Histoire de la résistance, 1940-1945, par Olivier Wieviorka, Perrin 2013
Connaissez-vous Etienne Achavanne ? « Le 20 juin 1940 », écrit Olivier Wieviorka, « [cet] ouvrier agricole sabota en solitaire les lignes téléphoniques qui relaient la base aérienne de Boos à la Feldkommandantur de Rouen. Arrêté (…) fusillé, il fut le premier martyr de la résistance intérieure.
Ainsi débute ce long récit. L’auteur cite immédiatement Honoré d’Estienne d’Orves, « premier agent de la France libre à tomber sous les balles de l’ennemi, puis Henri Frenay, fondateur de Combat, et Louis Rivet, « patron des services spéciaux de l’armé, [qui] préféra rester dans le cadre du régime vichyste jusqu’en 1942 » et résister de l’intérieur tout en dirigeant un service qui traquaient les gaullistes et les espions britanniques, avant de rejoindre Giraud à Alger. Le ton donné en quatre paragraphes : l’ouvrage traitera des approches distinctes, des rivalités, des ambigüités et des paradoxes d’une entité difficile à résumer : la résistance.
La résistance, combien de divisions ?
Une entité qu’il convient de quantifier ; Après être tombée dans le panneau gaulliste et communiste du « tous résistants », la mémoire collective a cultivé depuis les années 1970 l’idée d’une France au contraire massivement pétainiste et d’une poignée de résistants. L’auteur nuance : « on peut distinguer la résistance-organisation, (...) à l’évidence une toute petite minorité, et la résistance-mouvement, phénomène social beaucoup plus vaste. » Plus vaste mais tout de même minoritaire ; que ce résumé n’altère pas la pensée de l’historien. Le livre choisit en tous cas de traiter la résistance-organisation.
Olivier Wieviorka s’interroge ensuite sur les facteurs et la nature de l’engagement initial des différents types de résistants, avant de décrire au deuxième tiers de l’ouvrage la sociologie des mouvements. Car toutes les classes sociales n’ont pas contribué de la même manière, « l’aggiornamento communiste » du printemps 1941 ayant créé « une nouvelle donne ».
La résistance indifférente à la persécution antisémite ?
« La résistance ne fut guère hantée par le sauvetage des juifs », écrit l’historien. Il s’interroge sur les raisons : « primat de la lutte politique ou armée contre l’occupant ? (…) Proximité idéologique d’une part de la résistance avec le régime vichyste ? ». Une résistance antiraciste s’est bien développée, mais elle le fait d’organisations spécifiques.
De l’unification à une victoire inachevée
Les chapitres suivants sont consacrés à l’unification des mouvements, les rivalités personnelles et idéologiques, les coups bas et trahisons, de la mort de Moulin à la réussite Cahin-caha en passant par l’échec de Brossolette.

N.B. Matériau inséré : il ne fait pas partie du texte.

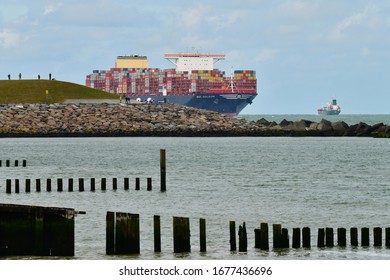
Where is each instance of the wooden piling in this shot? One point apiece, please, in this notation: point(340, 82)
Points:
point(92, 184)
point(28, 185)
point(285, 238)
point(103, 184)
point(365, 236)
point(181, 235)
point(354, 236)
point(8, 186)
point(296, 242)
point(114, 184)
point(38, 185)
point(163, 170)
point(70, 185)
point(242, 238)
point(81, 184)
point(149, 184)
point(59, 184)
point(157, 233)
point(378, 236)
point(232, 230)
point(321, 238)
point(341, 237)
point(329, 237)
point(202, 234)
point(306, 239)
point(16, 185)
point(277, 236)
point(48, 185)
point(127, 234)
point(110, 233)
point(126, 184)
point(264, 236)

Passionnante, l’avant dernière partie du livre cherche à découvrir si la résistance a gagné sa guerre. Le constat est mitigé. Certes, le Conseil National de la Résistance a fondé la France moderne résumée en quelques plans dans nos sujets anniversaire : le vote des femmes, la sécurité sociale et l’économie mixte. Mais la résistance n’a pas su « recomposer le champ politique » et éviter « la sclérose des partis existants ». L’auteur explique même que la plupart des réformes structurelles de 1945 ont en fait puisé leur origine dans des idées des années 30, elles-mêmes prolongées par certains fonctionnaires du premier gouvernement de Vichy. Reste, évidemment, une génération d’hommes politiques aux personnalités bien trempées, mais aussi de nombreux recalés de la notoriété « dont les qualités requises dans le combat clandestin – courage, désintéressement, refus du compromis – ne prédestinaient guère aux joutes politiques. »
Au départ, cette somme, chronologique, m’a fait peur, d’autant que je n’étais pas en avance pour la préparation de notre spéciale 8 mai (rassurez-vous, tout est prêt, maintenant !). Mais l’auteur a une capacité hors du commun, dans l’économie de mots, à synthétiser pour le plus grand nombre, sans céder aux approximations du roman historique. Bref, c’est du sérieux, mais pas du chiant. Pas étonnant qu’Olivier Wieviorka sache aussi écrire pour la télévision ! Je vous rappelle qu’il est l’auteur, avec David Korn-Brzoza, du magnifique « Après Hitler », que France 2 diffuse dimanche 8 à 20h50, et dont nous parlerons dans notre émission.